The probe was prompted by Daschle's request July 2 that Attorney General Janet Reno examine whether an explicit promise of advertising in exchange for votes would violate federal election laws. The Justice Department told Daschle this month that any such collusion should be investigated as a civil violation of campaign finance law by the Federal Election Commission, not the Justice Department.

Although saying a possible civil violation was for the FEC to examine, Sutin's letter from the department said that "such conduct, if substantiated, could run afoul of the strict limitations on corporate contributions and expenditures contained" in federal law.

The Justice Department itself, Sutin said, will examine whether the promise of advertising constituted a crime of bribery.

Steve Duchesne, an industry spokesman, dismissed the allegations as groundless and called the complaint, initiated by the National Campaign for Tobacco-Free Kids, "an act of desperation."

"There's no sort of quid pro quo here," Duchesne said. "This is a straightforward, factual advertising effort against higher taxes."

Tobacco legislation is all but moribund in Congress. A House Republican proposal has languished with little support and no momentum; that proposal would not raise tobacco taxes. A largely Democratic bill that includes a $1.50-per-pack tobacco tax increase has no support among Republican leaders.

Yet the industry's TV advertisements seem nearly as ubiquitous now as they were before the tobacco bill died, though Duchesne said they are tapering off. The ads feature earnest-sounding, working-class people fretting about the prospect of higher taxes and threatening retribution at the ballot box against any lawmaker who dares raise them.

The tobacco industry continues to spend millions of dollars on advertising that insists, according to one ad, that "this tobacco tax some in Congress are talking about doesn't make any sense."

More than $40 million has been spent on advertisements that have run in 65 of the top 75 media markets in the country, according to Nielson Media Research. The industry even secured a spot on CNN immediately after President Clinton's confessional speech Aug. 17 on his relationship with Monica Lewinsky. A Senate Republican aide said the tobacco companies have earmarked $60 million to keep the campaign running through the November elections.
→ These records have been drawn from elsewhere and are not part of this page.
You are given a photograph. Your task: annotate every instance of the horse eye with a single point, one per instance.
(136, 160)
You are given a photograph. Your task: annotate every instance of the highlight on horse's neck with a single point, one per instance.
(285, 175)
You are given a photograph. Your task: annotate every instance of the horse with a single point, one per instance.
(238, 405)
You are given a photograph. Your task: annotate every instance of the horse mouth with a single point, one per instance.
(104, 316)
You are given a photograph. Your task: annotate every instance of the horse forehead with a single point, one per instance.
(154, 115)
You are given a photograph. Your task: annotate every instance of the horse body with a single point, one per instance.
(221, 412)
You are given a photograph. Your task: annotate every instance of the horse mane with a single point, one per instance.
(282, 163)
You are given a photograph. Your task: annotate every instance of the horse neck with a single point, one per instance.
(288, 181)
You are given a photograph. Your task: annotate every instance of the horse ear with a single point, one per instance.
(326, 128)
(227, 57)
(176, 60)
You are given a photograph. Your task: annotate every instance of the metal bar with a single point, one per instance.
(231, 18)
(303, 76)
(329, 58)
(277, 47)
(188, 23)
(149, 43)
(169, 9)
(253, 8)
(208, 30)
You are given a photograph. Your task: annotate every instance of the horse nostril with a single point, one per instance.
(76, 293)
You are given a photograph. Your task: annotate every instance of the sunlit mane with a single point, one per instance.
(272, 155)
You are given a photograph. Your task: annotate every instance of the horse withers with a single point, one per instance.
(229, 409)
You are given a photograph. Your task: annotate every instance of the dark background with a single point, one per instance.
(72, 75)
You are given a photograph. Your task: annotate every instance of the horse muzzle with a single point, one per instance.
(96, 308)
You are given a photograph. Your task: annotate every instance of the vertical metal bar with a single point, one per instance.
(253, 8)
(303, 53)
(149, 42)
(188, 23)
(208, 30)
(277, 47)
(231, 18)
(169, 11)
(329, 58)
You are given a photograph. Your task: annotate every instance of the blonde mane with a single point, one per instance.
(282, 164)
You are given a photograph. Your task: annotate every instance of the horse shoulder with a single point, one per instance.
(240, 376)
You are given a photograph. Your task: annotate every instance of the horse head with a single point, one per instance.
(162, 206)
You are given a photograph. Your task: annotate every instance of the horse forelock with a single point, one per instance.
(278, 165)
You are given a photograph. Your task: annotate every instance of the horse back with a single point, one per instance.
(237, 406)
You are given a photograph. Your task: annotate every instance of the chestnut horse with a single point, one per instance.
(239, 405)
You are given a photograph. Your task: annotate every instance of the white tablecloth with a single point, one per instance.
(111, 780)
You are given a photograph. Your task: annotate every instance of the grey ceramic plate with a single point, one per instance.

The advertising seems to be targeted at states where Republicans are locked in tight races, complained Matthew L. Myers, general counsel of the Campaign for Tobacco-Free Kids. For instance, through July 18, tobacco industry ads had run 1,847 times in Missouri media markets, where Republican Sen. Christopher S. Bond is considered vulnerable.

In Nevada, where Republican Rep. John Ensign is fighting to unseat Democratic Sen. Harry Reid, the ads had run 1,418 times. And in Georgia, where Republican Sen. Paul Coverdell is waging a re-election bid, the advertisements had run 1,113 times between April 1 and July 18, according to Strategic Media, an ad-tracking service.